Ed Farr, Deputy W. H. Love, and other posse members engaged the outlaws in another shootout. Gang members killed both Farr and Love, and two additional members of the gang received gunshot wounds. Sam Ketchum again escaped, but Reno tracked him down to the home of a nearby rancher and took him into custody. Sam died of his injuries while in custody at the Santa Fe Territorial Prison a few days later.
On 16 August, lawmen arrested Elzy Lay. After conviction, a New Mexico judge sentenced him to life in prison. News Carver escaped and returned to ride with the Wild Bunch. Tom, unaware of the fate of his brother Sam, attempted to rob a train on the same day Elzy went into custody. However, Tom didn’t play it right, and the train conductor, Mr. Frank Harrington, grabbed a shotgun, proceeded to the express car, and shot Tom in the right arm, nearly severing it.
When taken into custody, Ketchum claimed to be George Stevens. After doctors amputated his arm, they turned “Mr. Stevens” over to authorities at the Santa Fe Prison. Having by then identified him by his correct name, prison officials transferred Ketchum to the Sheriff at Clayton, New Mexico, for trial. It wasn’t a lengthy trial and Black Jack was found “guilty as charged.”
At 8:00 a.m. on 26 April 1901, Black Jack Ketchum climbed the gallows in Clayton, New Mexico. Stores closed, saloons cut their prices, everyone in town and half the county showed up to watch Ketchum’s final moment. That final moment came when the hangman released the trap door, Ketchum fell through the trap, and the rope, which was too long by far, decapitated him.
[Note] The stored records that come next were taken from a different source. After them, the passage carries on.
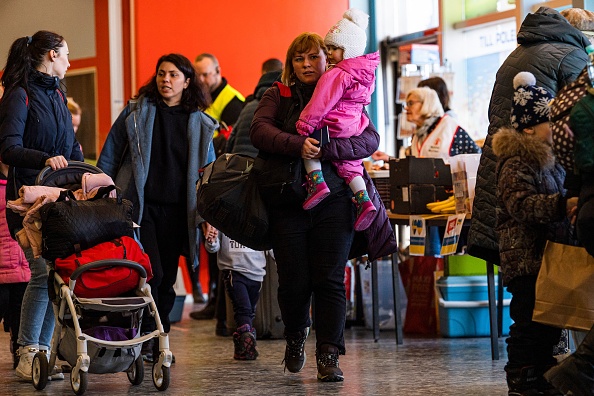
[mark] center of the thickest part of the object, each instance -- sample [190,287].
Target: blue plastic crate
[465,311]
[466,288]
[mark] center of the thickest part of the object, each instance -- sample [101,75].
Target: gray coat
[126,158]
[552,50]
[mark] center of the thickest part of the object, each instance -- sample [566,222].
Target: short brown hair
[302,43]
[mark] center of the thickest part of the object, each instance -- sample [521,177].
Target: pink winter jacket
[14,267]
[339,98]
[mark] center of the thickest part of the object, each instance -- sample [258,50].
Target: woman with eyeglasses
[437,135]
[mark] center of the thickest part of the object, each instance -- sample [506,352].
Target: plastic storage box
[464,307]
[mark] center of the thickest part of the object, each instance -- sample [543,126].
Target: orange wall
[241,34]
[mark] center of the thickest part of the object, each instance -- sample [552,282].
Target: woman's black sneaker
[295,356]
[327,360]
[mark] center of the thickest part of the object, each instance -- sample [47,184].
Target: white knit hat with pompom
[349,33]
[530,105]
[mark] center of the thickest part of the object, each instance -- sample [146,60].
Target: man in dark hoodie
[552,50]
[239,140]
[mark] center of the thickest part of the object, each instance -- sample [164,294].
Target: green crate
[464,264]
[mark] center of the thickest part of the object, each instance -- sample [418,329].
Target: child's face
[543,132]
[335,54]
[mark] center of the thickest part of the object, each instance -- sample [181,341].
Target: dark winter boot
[327,360]
[575,374]
[244,340]
[295,355]
[522,381]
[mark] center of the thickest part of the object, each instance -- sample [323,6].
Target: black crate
[413,199]
[412,170]
[381,180]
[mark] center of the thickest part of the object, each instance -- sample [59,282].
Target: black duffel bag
[229,200]
[280,179]
[69,226]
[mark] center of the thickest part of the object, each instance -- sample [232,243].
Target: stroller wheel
[136,371]
[40,370]
[161,376]
[79,381]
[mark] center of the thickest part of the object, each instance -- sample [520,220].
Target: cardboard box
[419,54]
[464,307]
[412,170]
[413,199]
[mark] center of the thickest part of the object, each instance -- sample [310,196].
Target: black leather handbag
[69,226]
[228,199]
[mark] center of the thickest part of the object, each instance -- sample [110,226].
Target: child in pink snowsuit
[338,102]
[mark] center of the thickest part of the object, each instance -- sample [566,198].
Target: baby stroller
[98,334]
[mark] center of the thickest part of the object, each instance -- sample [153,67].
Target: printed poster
[452,234]
[418,232]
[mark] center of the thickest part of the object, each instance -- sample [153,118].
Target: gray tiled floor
[204,366]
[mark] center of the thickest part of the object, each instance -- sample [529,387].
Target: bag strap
[66,195]
[103,192]
[285,105]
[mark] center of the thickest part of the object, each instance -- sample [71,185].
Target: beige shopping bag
[565,288]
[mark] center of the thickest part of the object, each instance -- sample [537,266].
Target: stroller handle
[47,173]
[108,263]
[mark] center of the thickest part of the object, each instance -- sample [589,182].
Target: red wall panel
[241,34]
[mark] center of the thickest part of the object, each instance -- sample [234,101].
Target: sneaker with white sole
[57,371]
[24,369]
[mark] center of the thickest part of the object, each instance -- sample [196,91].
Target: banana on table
[445,206]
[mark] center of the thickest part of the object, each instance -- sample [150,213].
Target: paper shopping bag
[565,287]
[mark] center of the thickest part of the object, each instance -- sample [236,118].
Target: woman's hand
[309,150]
[380,155]
[571,209]
[57,162]
[210,233]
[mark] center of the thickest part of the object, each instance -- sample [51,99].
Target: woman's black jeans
[311,249]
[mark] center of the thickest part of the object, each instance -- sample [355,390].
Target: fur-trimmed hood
[508,143]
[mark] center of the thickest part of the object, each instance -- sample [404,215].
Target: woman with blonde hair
[437,135]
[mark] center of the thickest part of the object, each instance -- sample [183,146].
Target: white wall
[73,19]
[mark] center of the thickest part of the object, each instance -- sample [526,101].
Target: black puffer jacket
[530,202]
[552,50]
[34,126]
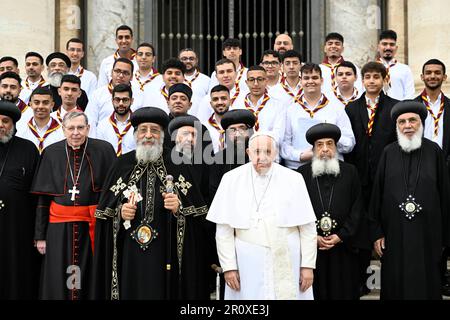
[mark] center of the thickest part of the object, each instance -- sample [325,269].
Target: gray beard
[148,154]
[409,145]
[8,136]
[322,167]
[55,78]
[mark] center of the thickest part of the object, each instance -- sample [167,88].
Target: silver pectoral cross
[74,192]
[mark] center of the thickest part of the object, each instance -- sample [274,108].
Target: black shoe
[446,290]
[363,290]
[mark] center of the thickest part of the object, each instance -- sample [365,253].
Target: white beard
[149,153]
[55,78]
[412,144]
[322,167]
[8,136]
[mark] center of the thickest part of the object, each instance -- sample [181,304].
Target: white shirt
[28,87]
[402,81]
[138,91]
[24,131]
[214,134]
[271,118]
[203,110]
[105,131]
[298,121]
[356,95]
[153,97]
[429,122]
[88,80]
[241,70]
[327,87]
[285,93]
[105,72]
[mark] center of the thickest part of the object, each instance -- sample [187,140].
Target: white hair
[410,144]
[325,166]
[149,153]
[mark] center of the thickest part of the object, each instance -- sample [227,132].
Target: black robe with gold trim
[122,268]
Tom “Black Jack” Ketchum died at the age of 37-years. His head lived a few seconds longer.
- Cox, R. J. The Texas Rangers and the San Saba Mob (two volumes). Self-published, 2005.
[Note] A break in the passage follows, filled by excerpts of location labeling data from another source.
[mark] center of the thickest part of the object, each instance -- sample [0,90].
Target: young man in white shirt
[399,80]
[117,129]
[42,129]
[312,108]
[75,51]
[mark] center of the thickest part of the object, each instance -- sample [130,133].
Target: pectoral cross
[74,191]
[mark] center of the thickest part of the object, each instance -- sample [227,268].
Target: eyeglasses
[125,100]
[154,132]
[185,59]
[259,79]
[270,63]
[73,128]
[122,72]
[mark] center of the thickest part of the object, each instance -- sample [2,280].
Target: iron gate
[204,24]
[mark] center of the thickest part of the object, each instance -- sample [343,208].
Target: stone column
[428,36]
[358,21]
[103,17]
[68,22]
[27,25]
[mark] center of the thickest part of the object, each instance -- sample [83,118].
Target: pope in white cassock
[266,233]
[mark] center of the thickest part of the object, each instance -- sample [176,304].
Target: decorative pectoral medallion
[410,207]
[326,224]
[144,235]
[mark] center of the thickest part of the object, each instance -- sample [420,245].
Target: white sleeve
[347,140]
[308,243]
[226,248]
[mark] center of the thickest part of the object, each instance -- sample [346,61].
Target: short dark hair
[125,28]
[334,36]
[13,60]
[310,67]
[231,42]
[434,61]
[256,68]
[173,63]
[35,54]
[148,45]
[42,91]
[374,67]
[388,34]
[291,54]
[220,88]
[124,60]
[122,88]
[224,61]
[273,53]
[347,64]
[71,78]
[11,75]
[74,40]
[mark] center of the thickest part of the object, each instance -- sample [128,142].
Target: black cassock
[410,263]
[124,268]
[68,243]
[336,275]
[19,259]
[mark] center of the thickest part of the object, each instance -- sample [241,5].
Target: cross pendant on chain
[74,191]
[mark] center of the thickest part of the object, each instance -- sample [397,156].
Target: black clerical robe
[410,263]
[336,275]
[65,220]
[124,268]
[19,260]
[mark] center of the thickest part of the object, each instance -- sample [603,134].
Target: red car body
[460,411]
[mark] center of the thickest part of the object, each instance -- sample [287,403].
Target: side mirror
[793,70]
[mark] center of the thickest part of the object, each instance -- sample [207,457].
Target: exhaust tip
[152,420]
- Culley, J. H. Cattle, Horses, and Men of the Western Range. Ritchie Press, 1940.
- Sonnichsen, C. L., and Berry Spradley. “The Ketchum Boys,” Texas State Historical Association, online.
- Taylor, A. W. The Story of Early Clayton, New Mexico. Clayton News, 1933.
 Also, the birthplace of actor Tommy Lee Jones.
 In the 1850s, citizens in San Saba formed vigilante committees to protect themselves from outlaws and other low critters who preyed on county residents. In time, however, these committees turned into a murdering society, terrorizing the people they were supposed to protect. Eventually called the San Saba Mob (also, Buzzards), the group included judges, attorneys, county officials, lawmen, business owners, and religious leaders. Texas Ranger Bill McDonald eventually cleaned out this mob around 1899-1900.
 Fountain, a native New Yorker, migrated to California before the Civil War. He worked as a reporter, soldier, lawyer, and politician. At the time of his disappearance, he was pursuing allegations of corruption among several highly placed New Mexico landowners and politicians — one of which was a US Senator (Albert Fall).
 Elzy Lay was one of a very few murderers and train robbers who lived a full life. While in prison, he helped to foil a prison break. New Mexico’s governor pardoned him and he lived out his life in Southern California.